Most frustrating of all is how the picture fridges Padilla’s character solely to service Santos’ revenge plot; it defiles and kills her to warrant its eat-the-rich navel-gazing and narrow notion of female solidarity in the end. There’s an unsettling juncture where the narrative zips back and forth between Guilly’s monologue about defying his destiny and flashbacks of Lily’s rape. Misguided viewers might tout this as a powerful narrative device, but it’s really far from the statement the movie thinks it parades. If anything, it’s a classic case of reveling in a character’s misfortunes. It is one thing to represent rape onscreen, but it’s another thing to frame it with acuity and care. Then again, it no longer strikes particularly surprising, given that this is Dayao’s foray into the American indie exploitation cinema of the 1970s and 1980s (think Abel Ferrara’s Ms. 45 or Wes Craven’s The Last House on the Left), which is to say that genre tradition still kneecaps the movie. Thankfully, Padilla gives Lily — another role migrating between languages — a palpable tenderness. She extends the character with acting touches that generate some sort of interior life, however short-lived, and refuses to cave into how the text easily rationalizes her presence.
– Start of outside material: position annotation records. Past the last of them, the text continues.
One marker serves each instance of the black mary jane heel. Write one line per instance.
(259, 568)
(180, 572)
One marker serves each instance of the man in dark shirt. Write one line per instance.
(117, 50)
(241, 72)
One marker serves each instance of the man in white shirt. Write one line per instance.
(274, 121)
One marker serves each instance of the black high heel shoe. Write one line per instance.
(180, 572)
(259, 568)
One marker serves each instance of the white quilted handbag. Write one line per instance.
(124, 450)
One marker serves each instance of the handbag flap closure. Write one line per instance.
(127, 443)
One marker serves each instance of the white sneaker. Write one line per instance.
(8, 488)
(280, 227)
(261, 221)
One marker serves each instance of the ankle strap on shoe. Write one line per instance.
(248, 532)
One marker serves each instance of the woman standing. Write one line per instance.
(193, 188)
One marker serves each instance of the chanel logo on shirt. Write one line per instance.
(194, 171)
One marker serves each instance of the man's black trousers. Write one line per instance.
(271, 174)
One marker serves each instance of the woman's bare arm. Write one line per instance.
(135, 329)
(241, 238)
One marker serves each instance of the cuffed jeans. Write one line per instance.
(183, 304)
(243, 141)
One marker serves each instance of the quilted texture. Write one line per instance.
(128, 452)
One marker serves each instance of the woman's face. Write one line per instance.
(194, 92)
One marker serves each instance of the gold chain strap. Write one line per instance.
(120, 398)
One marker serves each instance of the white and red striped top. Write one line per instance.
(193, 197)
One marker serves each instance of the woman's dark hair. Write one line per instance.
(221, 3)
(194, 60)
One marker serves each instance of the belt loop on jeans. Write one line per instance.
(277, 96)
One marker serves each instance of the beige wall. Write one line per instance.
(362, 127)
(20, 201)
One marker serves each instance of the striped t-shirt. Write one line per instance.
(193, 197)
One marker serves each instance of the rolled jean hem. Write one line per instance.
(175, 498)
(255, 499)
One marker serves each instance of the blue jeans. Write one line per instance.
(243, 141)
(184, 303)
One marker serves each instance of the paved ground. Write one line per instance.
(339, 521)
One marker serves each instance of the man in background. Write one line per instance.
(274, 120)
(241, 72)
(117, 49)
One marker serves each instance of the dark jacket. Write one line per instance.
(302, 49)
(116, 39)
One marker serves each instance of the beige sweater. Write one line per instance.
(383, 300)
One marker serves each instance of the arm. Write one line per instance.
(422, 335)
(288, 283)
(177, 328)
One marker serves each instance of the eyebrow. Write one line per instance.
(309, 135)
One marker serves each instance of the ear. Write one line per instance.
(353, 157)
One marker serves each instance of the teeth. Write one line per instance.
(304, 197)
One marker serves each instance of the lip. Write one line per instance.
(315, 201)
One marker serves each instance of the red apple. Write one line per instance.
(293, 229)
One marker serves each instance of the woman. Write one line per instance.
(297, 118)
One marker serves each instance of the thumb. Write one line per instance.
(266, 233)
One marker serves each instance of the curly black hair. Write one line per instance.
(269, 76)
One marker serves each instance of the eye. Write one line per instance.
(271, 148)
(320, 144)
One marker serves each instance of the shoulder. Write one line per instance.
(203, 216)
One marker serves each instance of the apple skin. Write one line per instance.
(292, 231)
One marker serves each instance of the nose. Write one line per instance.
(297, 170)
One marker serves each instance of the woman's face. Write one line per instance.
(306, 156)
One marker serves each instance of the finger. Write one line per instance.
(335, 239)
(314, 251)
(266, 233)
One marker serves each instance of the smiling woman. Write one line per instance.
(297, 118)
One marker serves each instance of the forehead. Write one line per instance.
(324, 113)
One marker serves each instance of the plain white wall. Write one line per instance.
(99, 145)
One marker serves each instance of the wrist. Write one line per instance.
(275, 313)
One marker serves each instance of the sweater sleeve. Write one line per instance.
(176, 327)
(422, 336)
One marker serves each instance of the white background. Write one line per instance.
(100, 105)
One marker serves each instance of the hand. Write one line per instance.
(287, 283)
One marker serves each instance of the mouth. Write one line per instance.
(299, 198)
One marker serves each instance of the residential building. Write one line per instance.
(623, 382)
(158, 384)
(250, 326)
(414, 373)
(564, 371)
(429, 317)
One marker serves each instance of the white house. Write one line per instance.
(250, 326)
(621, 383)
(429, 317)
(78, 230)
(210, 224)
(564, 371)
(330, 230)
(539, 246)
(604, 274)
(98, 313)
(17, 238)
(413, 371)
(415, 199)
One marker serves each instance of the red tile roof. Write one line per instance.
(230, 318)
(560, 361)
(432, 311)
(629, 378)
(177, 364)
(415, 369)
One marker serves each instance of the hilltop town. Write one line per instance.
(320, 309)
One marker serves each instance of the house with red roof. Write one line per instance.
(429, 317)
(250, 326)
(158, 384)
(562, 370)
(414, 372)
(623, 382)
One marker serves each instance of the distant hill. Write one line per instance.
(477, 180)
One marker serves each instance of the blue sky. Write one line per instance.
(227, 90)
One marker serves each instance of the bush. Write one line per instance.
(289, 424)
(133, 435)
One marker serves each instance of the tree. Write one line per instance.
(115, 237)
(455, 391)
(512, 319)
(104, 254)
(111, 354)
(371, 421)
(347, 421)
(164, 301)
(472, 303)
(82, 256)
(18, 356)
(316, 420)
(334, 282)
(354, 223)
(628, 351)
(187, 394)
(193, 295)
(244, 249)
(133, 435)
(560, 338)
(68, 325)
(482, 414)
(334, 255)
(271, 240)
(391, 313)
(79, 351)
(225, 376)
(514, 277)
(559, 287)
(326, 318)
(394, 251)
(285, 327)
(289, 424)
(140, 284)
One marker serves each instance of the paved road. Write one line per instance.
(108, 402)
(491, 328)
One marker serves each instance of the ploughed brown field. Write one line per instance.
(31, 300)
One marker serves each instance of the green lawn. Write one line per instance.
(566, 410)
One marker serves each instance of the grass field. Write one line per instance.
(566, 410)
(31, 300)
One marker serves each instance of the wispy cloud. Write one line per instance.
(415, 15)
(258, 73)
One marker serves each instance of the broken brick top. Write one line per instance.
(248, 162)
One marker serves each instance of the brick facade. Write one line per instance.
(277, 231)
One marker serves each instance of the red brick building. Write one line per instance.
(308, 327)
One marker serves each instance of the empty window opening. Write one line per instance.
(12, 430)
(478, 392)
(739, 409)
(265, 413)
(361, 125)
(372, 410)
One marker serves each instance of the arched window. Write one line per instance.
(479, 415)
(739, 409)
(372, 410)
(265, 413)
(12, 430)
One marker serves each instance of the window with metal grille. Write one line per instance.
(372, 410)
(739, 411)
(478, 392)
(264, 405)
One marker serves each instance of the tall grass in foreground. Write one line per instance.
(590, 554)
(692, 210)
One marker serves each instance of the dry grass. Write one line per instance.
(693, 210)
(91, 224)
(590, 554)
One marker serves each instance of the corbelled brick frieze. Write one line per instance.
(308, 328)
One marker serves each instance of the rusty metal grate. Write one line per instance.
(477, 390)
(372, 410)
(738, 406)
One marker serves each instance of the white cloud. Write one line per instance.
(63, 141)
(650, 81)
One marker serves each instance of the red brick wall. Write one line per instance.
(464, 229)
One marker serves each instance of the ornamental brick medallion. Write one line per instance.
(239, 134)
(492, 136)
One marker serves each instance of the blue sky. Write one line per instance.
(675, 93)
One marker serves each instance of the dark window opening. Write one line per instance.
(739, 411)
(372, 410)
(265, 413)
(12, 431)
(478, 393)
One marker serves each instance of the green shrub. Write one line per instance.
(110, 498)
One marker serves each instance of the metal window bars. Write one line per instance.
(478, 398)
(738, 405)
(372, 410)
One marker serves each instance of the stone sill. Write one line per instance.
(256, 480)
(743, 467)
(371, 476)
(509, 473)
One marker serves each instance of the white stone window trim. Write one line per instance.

Meanwhile, female rage roles are nothing new to Santos’ catalog. She has helmed similar parts like in Maryo J. de los Reyes’ Tagos ng Dugo and Chito Roño’s Ikaw Lang. In Uninvited, she’s a dynamite, summoning the endurance of those past lives to make way for a maternal figure who’s committed to see her mission through to the bitter end, but remains fundamentally human.
But much like its premise and protagonist, Uninvited gatecrashes its way into meaningful insights. It is too contained in its own scheming, in its impressive array of stars, to come up with a story that doesn’t belie a profound critique, or feel like a bloated climax. Simply synthetic.
Uninvited runs at the 50th Metro Manila Film Festival until January 14.